Hidden Gardens in L.A. You Didn’t Know About (But Should)

Hidden Gardens in L.A. You Didn’t Know About (But Should)

Sepulveda Basin Recreation Area

Near where the 405 and the 101 come together sits 2,000 acres of parkland with tennis courts, a velodrome and an archery range. But for those looking to just chill out, you’ll be all about the wildlife preserve where plants and animals run free—just like your mind as you’re meditating during lunch hour.

The Japanese Garden

This six-and-a-half acre beauty in the middle of the bustling San Fernando Valley consists of three gardens in one: a rock garden, a water garden and a tatami mat teahouse surrounded by a tea garden.

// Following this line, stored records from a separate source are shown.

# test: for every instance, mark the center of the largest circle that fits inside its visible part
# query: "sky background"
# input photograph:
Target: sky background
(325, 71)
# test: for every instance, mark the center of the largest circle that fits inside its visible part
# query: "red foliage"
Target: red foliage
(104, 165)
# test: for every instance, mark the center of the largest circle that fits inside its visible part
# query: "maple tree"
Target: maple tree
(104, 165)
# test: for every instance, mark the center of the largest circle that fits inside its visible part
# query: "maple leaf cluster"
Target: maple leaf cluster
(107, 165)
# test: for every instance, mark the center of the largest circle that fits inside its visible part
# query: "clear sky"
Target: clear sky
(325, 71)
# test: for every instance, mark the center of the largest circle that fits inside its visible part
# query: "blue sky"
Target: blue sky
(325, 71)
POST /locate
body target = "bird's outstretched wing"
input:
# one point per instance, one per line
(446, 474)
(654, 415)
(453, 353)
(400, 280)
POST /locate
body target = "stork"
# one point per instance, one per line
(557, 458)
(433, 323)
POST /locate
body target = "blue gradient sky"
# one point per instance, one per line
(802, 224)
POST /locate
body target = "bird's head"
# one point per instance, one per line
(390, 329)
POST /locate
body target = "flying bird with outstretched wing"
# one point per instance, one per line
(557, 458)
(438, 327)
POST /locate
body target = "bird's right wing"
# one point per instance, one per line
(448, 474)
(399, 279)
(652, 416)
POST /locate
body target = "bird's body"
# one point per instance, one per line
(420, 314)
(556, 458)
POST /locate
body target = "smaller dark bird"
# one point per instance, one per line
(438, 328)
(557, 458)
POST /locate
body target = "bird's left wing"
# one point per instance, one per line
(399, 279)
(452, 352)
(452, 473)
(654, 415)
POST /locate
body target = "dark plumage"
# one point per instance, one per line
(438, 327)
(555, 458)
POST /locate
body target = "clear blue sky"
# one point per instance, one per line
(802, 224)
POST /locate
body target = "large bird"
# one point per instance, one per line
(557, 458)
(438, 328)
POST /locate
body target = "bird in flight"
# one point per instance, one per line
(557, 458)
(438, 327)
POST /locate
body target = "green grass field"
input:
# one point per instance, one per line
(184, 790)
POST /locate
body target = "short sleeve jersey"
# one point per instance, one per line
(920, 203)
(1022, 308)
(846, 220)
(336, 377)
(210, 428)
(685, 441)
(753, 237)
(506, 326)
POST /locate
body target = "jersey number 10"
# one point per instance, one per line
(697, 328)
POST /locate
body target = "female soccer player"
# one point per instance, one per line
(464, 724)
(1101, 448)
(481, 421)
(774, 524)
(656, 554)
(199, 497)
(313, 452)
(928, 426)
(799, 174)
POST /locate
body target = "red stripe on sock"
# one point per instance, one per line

Admission is $5—a small price to pay for some afternoon zen.

Hermosa Natural Park

Ten and a half acres just northwest of downtown and across the 110 freeway, this little hidden green island in the middle of Echo Park has walking trails, streams and even an amphitheater in a grotto. But the real draw is a park bench perfectly situated for watching the sun go down—and the lights come up—on the DTLA skyline.

Wattles Garden Park

A wealthy Nebraska banker constructed a Hollywood Hills mansion named Julieta in 1909. Today you can stroll the grounds of the manse with its overgrown remains of a Japanese tea house, tumbled stone architectural columns and rose arbors, all blossoming under towering palms along the rolling lawn.

Garden of Oz

In the hills under the Hollywood sign, there’s a super-secret garden that’s open only on Thursdays from 10 a.m. to noon, with rules against photographing inside the locked gate. So why bother? Because this little terraced area is as much an art project as a green space: Under a canopy of trees, there are concrete walls, steps and platforms inlaid with mosaic tiles, marbles and found objects including toys. It’s basically impossible to be sad in here, so treat yourself to a breezy midday interlude amid outsider art.

Blue Ribbon Garden

This little spot on top of the Walt Disney Concert Hall (featuring a Frank Gehry sculptural fountain) is open to the public, no tickets required. It’s a serene little slice of shade where people speak in hushed tones while the hustle and bustle of downtown fades away.